We Deployed a "Small Fix" and Took Down Production — Here's What Actually Happened
A minor backend change caused a production outage, high CPU usage, and API failures. Here's how it happened, what we missed, and how we fixed it.
It started as a simple task.
Just add one more field to the API response.
No major logic change. No risky deployment. Just a small enhancement. We deployed it to production and within minutes:
API response time jumped from 120ms to 5s
CPU usage hit 95%
Some endpoints started timing out
Users began reporting failures
At first, nothing made sense.
What Changed?
Here's the actual change:
// Before
const users = await User.find({ isActive: true });
// After
const users = await User.find({ isActive: true })
.populate("orders");Looks harmless, right?
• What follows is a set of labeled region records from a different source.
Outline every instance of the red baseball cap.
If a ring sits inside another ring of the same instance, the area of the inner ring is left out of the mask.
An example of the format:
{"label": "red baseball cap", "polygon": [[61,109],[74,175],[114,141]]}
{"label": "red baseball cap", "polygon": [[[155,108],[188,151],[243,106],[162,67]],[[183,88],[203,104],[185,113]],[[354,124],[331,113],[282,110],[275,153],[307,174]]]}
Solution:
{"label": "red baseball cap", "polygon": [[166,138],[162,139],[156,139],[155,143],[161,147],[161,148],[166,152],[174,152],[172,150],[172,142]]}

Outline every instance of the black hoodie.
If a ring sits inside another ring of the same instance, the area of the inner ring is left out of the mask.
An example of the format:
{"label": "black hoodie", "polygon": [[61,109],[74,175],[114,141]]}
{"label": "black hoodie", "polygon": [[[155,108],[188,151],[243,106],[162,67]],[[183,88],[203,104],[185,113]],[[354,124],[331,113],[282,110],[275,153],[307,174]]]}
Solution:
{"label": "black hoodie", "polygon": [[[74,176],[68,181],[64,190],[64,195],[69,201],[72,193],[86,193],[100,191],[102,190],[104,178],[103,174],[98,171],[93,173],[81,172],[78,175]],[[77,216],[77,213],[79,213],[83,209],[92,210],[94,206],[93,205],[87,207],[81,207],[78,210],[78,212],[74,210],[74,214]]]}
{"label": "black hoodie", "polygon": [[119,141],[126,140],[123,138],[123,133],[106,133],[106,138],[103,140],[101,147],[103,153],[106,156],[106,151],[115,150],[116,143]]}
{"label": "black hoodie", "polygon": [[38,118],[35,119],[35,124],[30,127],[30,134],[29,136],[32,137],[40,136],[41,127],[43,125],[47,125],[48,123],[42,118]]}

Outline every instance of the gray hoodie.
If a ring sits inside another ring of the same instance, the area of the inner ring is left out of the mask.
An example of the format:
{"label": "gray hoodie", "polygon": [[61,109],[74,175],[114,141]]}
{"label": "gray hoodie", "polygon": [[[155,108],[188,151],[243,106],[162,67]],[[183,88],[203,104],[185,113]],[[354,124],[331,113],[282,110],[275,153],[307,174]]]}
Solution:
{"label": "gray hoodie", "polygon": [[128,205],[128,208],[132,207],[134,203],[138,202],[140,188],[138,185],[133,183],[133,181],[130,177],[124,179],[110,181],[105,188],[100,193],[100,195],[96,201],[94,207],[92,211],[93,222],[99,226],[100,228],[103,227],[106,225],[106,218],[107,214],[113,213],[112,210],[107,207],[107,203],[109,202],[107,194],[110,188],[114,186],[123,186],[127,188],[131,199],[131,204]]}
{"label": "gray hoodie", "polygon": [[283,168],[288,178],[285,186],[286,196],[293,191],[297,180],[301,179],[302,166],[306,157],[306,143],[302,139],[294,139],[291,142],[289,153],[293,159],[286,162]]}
That .populate("orders") was the killer.
The Real Problem
Each user had multiple orders.
So instead of: 1 query
We now had: 1 query + N additional queries (for each user)
This is called:
N+1 Query Problem
With approximately 2,000 users: That turned into 2,001 database queries per request
Why It Broke Production
MongoDB connections got saturated
CPU usage spiked due to excessive queries
API latency exploded
Node.js event loop got blocked
Even worse: This endpoint was used in the dashboard, and every page load triggered this heavy query
Why We Didn't Catch It
Local data was small (10-20 users)
No load testing
No query monitoring in staging
No performance checks before deploy
Everything worked fine locally.
The Fix
We replaced .populate() with a controlled query:
const users = await User.find({ isActive: true }).lean();
const userIds = users.map(u => u._id);
const orders = await Order.find({
userId: { $in: userIds }
}).lean();
const ordersMap = orders.reduce((acc, order) => {
acc[order.userId] = acc[order.userId] || [];
acc[order.userId].push(order);
return acc;
}, {});
const result = users.map(user => ({
...user,
orders: ordersMap[user._id] || []
}));Result After Fix
API response time: 5s to 180ms
DB queries: 2000+ to 2 queries
CPU usage normalized
System stable again
Lessons Learned
1. Never trust .populate() blindly
It looks simple but can be expensive at scale.
2. Always think in queries
Ask yourself: How many DB calls will this line generate?
3. Test with realistic data
Your local environment lies.
4. Add performance monitoring
Track: query count, response time, and CPU usage
5. Use .lean() when possible
It reduces memory overhead and improves performance.
What I Should Have Done
Looking back, this wasn’t just a “small fix gone wrong” — it was a gap in process.
Here’s what would have prevented the issue:
1. Proper Code Review (Even for Small Changes)
Even small fixes deserve a second pair of eyes.
A quick review could have caught the hidden impact early.
2. Use Feature Flags Instead of Direct Changes
Instead of pushing changes directly to production, wrapping them behind a feature flag would allow safe testing and instant rollback.
3. Canary Deployment
Rolling out the change to a small percentage of users first would have exposed the issue without affecting everyone.
4. Monitoring & Alerts
Better monitoring (logs, metrics, alerts) could have helped detect the issue immediately instead of after impact.
5. Don’t Trust “Small Data” Assumptions
Just because the change involves limited or local data doesn’t mean the impact is limited.
Production systems behave differently under real conditions.
Lesson: There’s no such thing as a “safe small fix” in production.
Bonus: Safer Alternative Pattern
For large datasets: Use aggregation pipelines, use pagination, limit populated fields, and cache frequently used data
Final Thought
Most production outages don't come from big changes. They come from small changes that scale badly.